I emptied the tank from my dehumidifier (which I assumed is pretty much pure) and added a tiny pinch of baking soda and then tested a sample which changed colour after 4 drops - giving me what I thought was a 4kh solution first time.


----------



## Disco Dan (Mar 17, 2011)

oh hang on

just noticed: dkh and kh 

Okay fiddled with my solution and it seems I had got mixed up. My test kit is in ppm not degrees. My solution was in fact only 2.2 degrees (40ppm).

I got it to 70ppm now which is 3.9 degrees. Close enough I hope. 

Put it into the drop checker and added three drops.... viola ! It has gone blue! 

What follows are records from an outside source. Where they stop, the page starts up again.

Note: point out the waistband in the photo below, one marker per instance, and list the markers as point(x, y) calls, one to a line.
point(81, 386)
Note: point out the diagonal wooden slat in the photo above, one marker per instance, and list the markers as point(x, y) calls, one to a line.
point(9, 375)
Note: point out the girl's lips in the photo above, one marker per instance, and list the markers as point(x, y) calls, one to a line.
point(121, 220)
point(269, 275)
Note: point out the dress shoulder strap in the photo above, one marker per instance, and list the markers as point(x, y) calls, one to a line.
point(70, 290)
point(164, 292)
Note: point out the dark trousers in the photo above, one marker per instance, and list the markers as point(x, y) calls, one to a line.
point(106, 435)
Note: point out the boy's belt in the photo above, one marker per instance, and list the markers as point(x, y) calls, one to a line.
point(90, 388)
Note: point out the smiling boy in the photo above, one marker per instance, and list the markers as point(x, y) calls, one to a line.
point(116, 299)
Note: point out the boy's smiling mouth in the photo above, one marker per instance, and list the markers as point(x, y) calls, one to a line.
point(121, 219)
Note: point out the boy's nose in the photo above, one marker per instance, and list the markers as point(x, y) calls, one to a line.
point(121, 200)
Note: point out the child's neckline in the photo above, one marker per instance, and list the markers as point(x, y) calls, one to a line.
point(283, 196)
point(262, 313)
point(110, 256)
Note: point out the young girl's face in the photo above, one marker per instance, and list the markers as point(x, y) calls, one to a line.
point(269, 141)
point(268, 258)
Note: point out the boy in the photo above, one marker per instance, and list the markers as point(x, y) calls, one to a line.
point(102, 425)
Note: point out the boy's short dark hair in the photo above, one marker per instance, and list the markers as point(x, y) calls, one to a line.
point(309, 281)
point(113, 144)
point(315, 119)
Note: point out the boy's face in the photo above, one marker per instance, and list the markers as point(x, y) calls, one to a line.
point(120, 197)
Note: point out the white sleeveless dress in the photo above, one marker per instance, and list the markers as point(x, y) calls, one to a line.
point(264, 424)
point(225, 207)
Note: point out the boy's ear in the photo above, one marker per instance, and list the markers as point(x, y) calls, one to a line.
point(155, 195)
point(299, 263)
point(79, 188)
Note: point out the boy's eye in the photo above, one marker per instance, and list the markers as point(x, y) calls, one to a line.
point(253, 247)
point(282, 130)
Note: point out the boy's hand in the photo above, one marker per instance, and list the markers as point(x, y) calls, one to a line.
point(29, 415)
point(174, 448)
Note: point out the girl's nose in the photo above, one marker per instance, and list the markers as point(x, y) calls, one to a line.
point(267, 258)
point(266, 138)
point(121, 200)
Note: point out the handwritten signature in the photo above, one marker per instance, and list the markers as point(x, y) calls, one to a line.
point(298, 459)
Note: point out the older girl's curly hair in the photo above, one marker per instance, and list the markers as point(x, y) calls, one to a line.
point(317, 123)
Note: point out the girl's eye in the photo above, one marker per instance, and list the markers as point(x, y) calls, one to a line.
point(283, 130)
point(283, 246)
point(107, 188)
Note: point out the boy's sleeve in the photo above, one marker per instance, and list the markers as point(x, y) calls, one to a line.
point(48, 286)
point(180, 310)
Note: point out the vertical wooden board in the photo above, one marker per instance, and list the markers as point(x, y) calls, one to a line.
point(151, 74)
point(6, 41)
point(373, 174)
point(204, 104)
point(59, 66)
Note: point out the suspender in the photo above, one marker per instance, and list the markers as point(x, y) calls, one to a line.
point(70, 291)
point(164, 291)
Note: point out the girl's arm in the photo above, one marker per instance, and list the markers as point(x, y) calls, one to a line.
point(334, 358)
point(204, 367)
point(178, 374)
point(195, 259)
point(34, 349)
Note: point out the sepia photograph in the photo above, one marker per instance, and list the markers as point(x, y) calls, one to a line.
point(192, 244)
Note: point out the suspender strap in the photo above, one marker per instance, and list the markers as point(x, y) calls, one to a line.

Have put it into the tank - hopefully I will see an accurate reading!


----------



## btimmer92 (Mar 12, 2011)

I would use a standard reference. You can buy it on ebay for cheap if you don't want to make it. I made mine, but you never know how true it really is, and it was kinda a hassle.


----------



## OverStocked (May 26, 2007)

If the tank water or "4 dkh" water you made is green from the start, I would guess it really isn't 4dkh. 

The solution should be blue when you start. Do not use tank water. There are directions on how to make 4 dkh solution on this site in a few ways. It takes very very very little baking soda.


----------